Mindaugas Kulbis / AP
Vytas Ratkevicius, a resident of Vilnius, Lithuania, prepares to light his wood stove to heat his apartment Wednesday as air temperatures dropped to 4 degrees below zero F.
By Liudas Dapkus, The Associated Press
VILNIUS, Lithuania ? To save money during the harsh Baltic winter, Romanas Ziabkinas did something unremarkable: He turned off his central heating and installed a cheaper electric heater. Now he finds himself neck-deep in legal woes.
His utility company refused to recognize the switch and is suing him for some $10,000 in unpaid utility bills for his apartment in Lithuania's capital. "Splitting from the Soviet Union was easier than leaving this heating system," he says.
Ziabkinas plight is extreme, but his frustrations over heating costs are shared by a majority of Lithuanians, who have seen prices soar over the past several years, especially since the shuttering of its only nuclear power plant in 2009, forcing the country to import more Russian gas to keep warm.
Lithuania's decision to scrap atomic power over safety concerns has put it under a new kind of threat: intimidation from Russia, which critics say shows no hesitation to use its energy dominance to bully former vassal states.
Mindaugas Kulbis / AP
A pedestrian walks along the banks of the Neris river in chilly Vilnius, Lithuania, where residents are finding themselves increasingly squeezed by high gas prices charged by the Russian monopoly Gazprom. In the past seven years, the retail price of natural gas pumped from Siberia has increased 450 percent.
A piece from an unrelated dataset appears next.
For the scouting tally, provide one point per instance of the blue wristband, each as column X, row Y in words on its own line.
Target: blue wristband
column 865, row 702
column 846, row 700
While gas prices have tended to fall globally in recent years thanks to deposits of shale gas in the U.S. and other places, Lithuanian households have looked on in horror in the past seven years as the retail cost of natural gas pumped from Siberia leapt 450 percent ? from $169 to $769 per 1,000 cubic meters.
Lithuania, a country of 3 million people, currently pays Russia a wholesale price of about $540 per 1,000 cubic meters of natural gas piped from Siberia, roughly 15 percent more than Baltic neighbors Latvia and Estonia and 25 percent more than Germany.
Many Lithuanians feel they are being punished by Russia for unsolved political issues, just as the Kremlin has used gas supplies to goad Ukraine and Belarus over political and economic disputes.
Lithuania has demanded compensation from Moscow for alleged damages incurred during the Soviet occupation from 1945 to 1991 and last year enacted a European Union directive to separate gas supply and distribution, a direct blow to Russia's commercial interests in the country. Estonia and Latvia, which also receive all their gas from Russia, have done neither ? and, not surprisingly, enjoy cheaper prices.
Russia's state-owned gas monopoly, Gazprom, rarely comments on gas price deals with individual countries, using the secrecy to haggle with each individual nation separately ? playing one off the other ? in what is seen as an extension of Kremlin foreign policy.
Mikhail Mokrushin / AFP - Getty Images, file
Gazprom chief executive Alexei Miller, left, has the ear of Russian Prime Minister Dmitry Medvedev. The two are shown at a January visit to a new power plant in Sochi.
Lithuania has a long-term supply agreement with Gazprom that expires in 2015. Russia has justified the price rises by saying the deal allows it to index gas rates to oil prices. The catch is that Russia has given discounts to friendly nations while sticking to the full price for those with which it has disputes.
"We believe Lithuania should pay a fifth less than it does now," Prime Minister Algirdas Butkevicius recently told reporters.
Lithuania's previous center-right government sued Gazprom in international arbitration court for $1.9 billion over gas price hikes and has called on the EU to investigate the company's alleged unfair pricing policies. Butkevicius, however, is willing to scrap the litigation in exchange for cheaper gas.
Regardless of the legal outcome, heating now seems a luxury many Lithuanians can't afford ? and with tragic consequences. Last winter a 77-year-old pensioner in the southern district of Alytus was found frozen to death in his house. In another case, an 80-year-old woman who lived alone died in her bed in 2011, her body stuck to the frozen bed sheets.
Many people who can't afford their heating bill don't pay it, resulting in an increasingly large income hole that utilities fear they'll never recover. In Vilnius, the total amount of unpaid heating bills surpassed $15 million last year, while in Kaunas, Lithuania's second largest city, the number was $17 million.
Toma Gajauskiene, a 25-year-old Lithuanian language teacher, feels that she's drowning in unpaid heating bills for her apartment in a high-rise building. She earns some 1,200 litas ($460) per month and has a small child and unemployed husband to support.
"Last December was not too cold, but the heating bill stands at 500 litas, almost half of what I make," Gajauskiene said. "For January the bill will be at least double, but I simply cannot pay more than 300 litas for heating because my family will not have money to buy food."